Japan's economy shrank more than initially estimated in the fourth quarter - by the most since the 2014 sales tax hike - exacerbating economic fears at a time when the impact of the coronavirus outbreak is increasing recession risks. 

A spike in the yen and drop in Tokyo stocks add to woes for an economy which is contending with an October sales tax hike to 10% from 8%, as well as slumping tourism and supply chain disruption caused by the health crisis. 

This all comes against a backdrop of oil price cuts that are playing havoc with financial markets. 

The bleak data piles renewed pressure on the Japanese government and central bank to deploy stronger fiscal and monetary support. 

The world's third-largest economy shrank an annualised 7.1% in the three months to December, revised data showed today more than a preliminary reading of 6.3% and a median market forecast of 6.6%. 

The figure represents the steepest decline since April-June 2014, when a sales tax hike to 8% from 5% in April of that year pushed the economy into recession. 

The deeper contraction and the virus impact have fuelled fears of another decline in the three months from January to March to mark two consecutive quarters - the definition of a recession. 

"Unfortunately, any recovery in Q1 has been nipped in the bud by the global spread of the coronavirus," said Capital Economics' Japan economist Tom Learmouth. 
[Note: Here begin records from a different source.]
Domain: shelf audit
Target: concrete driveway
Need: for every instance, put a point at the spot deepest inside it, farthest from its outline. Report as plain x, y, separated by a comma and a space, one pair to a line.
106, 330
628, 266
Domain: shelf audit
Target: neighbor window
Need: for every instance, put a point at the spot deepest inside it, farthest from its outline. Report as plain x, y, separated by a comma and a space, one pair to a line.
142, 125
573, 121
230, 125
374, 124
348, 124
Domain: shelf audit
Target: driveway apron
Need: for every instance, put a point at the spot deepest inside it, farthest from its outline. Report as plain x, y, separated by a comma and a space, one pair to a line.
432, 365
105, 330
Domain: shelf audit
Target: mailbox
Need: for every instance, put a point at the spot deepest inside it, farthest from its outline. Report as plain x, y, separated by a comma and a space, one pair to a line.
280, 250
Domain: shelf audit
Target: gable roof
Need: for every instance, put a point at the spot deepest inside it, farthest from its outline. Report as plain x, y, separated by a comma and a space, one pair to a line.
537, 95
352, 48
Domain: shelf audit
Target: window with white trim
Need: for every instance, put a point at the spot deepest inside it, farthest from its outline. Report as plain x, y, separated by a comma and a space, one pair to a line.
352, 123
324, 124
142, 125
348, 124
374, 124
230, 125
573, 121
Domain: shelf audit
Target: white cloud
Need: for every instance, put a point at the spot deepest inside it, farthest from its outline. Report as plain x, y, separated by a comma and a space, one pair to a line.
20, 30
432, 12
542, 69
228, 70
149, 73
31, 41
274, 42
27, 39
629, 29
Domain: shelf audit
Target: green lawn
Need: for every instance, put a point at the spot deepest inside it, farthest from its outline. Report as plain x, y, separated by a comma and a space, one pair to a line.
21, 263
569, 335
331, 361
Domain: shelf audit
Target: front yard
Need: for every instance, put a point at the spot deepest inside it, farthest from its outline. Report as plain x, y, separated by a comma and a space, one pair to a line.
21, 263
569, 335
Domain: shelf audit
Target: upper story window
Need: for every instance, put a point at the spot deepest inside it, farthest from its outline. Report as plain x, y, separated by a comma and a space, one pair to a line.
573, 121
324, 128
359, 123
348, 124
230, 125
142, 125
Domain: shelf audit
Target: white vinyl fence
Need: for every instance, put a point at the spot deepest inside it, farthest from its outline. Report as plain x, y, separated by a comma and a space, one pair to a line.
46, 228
The economy is likely to contract 0.5% in the current quarter from the last, he said.

Analysts largely blamed slower October-December growth on weakness in capital spending - previously considered the lone bright spot in an otherwise weak economy. 

Capital spending fell 4.6% from the previous quarter, worse than a preliminary 3.7% estimate and the biggest drop since 2009, in a sign of soft global demand and Sino-US trade war impacting investment appetite. 

Private consumption fell 2.8%, in line with the preliminary 2.9% decline, as households withheld spending after the sales tax hike. 

The weakness in domestic demand threatens the central bank's argument that robust capital expenditure will offset some of the pain from soft exports. 

The Bank of Japan may take steps next week to ease the financial strain of firms suffering slumping sales due to the virus outbreak. 

Adding to the pain for the export-reliant economy, the Nikkei stock average fell 5% to below 20,000 and the yen spiked as investors flocked to the safety of the Japanese currency. 

Japan's finance minister warned today against investors pushing up the yen, saying the government would closely watch market moves which he described as "nervous" amid the global spread of the coronavirus. 

If the yen continues to rise, the Bank of Japan may be pressured to take bolder steps beyond financial assistance for small firms, analysts said. 

Other data today showed confidence in Japan's service sector sentiment dropped to its lowest in nine years. 

The survey of workers such as taxi drivers, hotel workers and restaurant staff - called "economy watchers" - showed their confidence about current conditions in February at its weakest since April 2011 after the devastating earthquake and tsunami. 

Japan's government, for its part, plans to compile a second package of emergency measures to deal with the virus on Tuesday, though analysts said any spending will likely be modest in size and funded by reserves set aside for emergency purposes. 

Prime Minister Shinzo Abe has come under fire for his handling of the crisis as the number of coronavirus cases in Japan surpassed 1,100, just as the nation prepares to host the summer Olympic Games in July and August.